Define success of content initiatives in metrics that other departments are also using, such as revenue.
A new webinar, for example, will get the business 100 new leads in the short-term, boost brand awareness, and increase web traffic. Long-term, the same webinar contributed to the bottom-line of closing $100,000 new sales in the quarter. Each webinar created, marketed, and executed captures more leads, builds brand trust, which all feed a marketing funnel. Business track success in revenue growth. By continuously thinking of how your content impacts revenue, you can bring everyone on the same page when it comes to the impact of content on the bottom-line.
All these efforts work in various ways to help with conversion to revenue. But, how do you get started proving that connection and showing ROI? Think backwards.
Working backwards from strategic business goals insures you’re not creating content for the sake of it, but you’re focused on the right content to deliver on the bottom-line every time.
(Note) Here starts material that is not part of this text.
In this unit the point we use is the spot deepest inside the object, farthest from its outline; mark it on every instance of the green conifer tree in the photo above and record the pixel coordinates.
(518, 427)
Ask yourself what each campaign created is hoping to get you.
If your goal is to land $100,000 in new sales, think to the prerequisites needed to make a sale:
- Figure out which exact metric you need to increase. Do you have enough leads to convert to opportunities, or do you need to focus on lead generation? Based on previous quarters conversion rates, you may need to focus on lead generation, or perhaps you have buckets of leads, and need to focus on conversion nurturing).
- Identify a benchmark you’re working to improve. Look to last quarter’s conversion numbers to predict what areas specifically you can focus on increasing.
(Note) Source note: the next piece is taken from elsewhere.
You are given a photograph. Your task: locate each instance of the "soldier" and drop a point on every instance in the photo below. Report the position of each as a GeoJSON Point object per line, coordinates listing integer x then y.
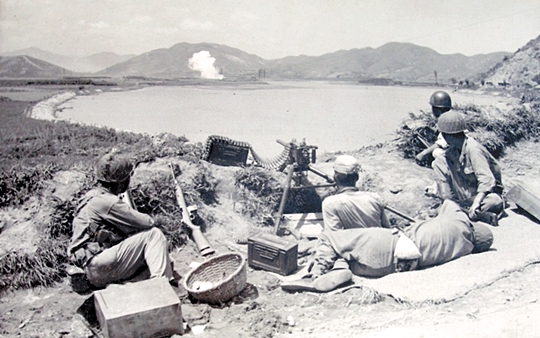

- Create a strategic plan that highlights what content activities will improve each metric. Some content activities such as webinars, newsletter signup optimizations, events, or content downloads will work to capture leads, while email marketing will nurture and aim to convert leads to opportunities.
In the list above, it’s clear what content activities are directly tied to the strategic bottom-line of increasing revenue. While the direct impact of blog X compared to blog Y might be difficult to prove, a documented strategic plan clearly highlights what metrics matter, what content is contributing to what metric, and provides a quantifiable foundation to benchmark against.
Being a data-driven comes to always insuring the following two questions get answered:
- What metrics does our business care about?
- What content mediums are most likely to help us deliver on that metric?
If you’re unsure, always default to asking, does the metric you’re using to identify success help you make decisions? Do you know what you need to do to execute and make it happen? If you don’t, you’re probably not linking content output to the right metric.
Remember, all of this is only possible if you have a centralized strategy: content data, brand guidelines, who you’re speaking to and why—all this information needs to be centralized across all departments. This ensures your brand story is cohesive. The benefits? Maximized content reach and increased revenue opportunities.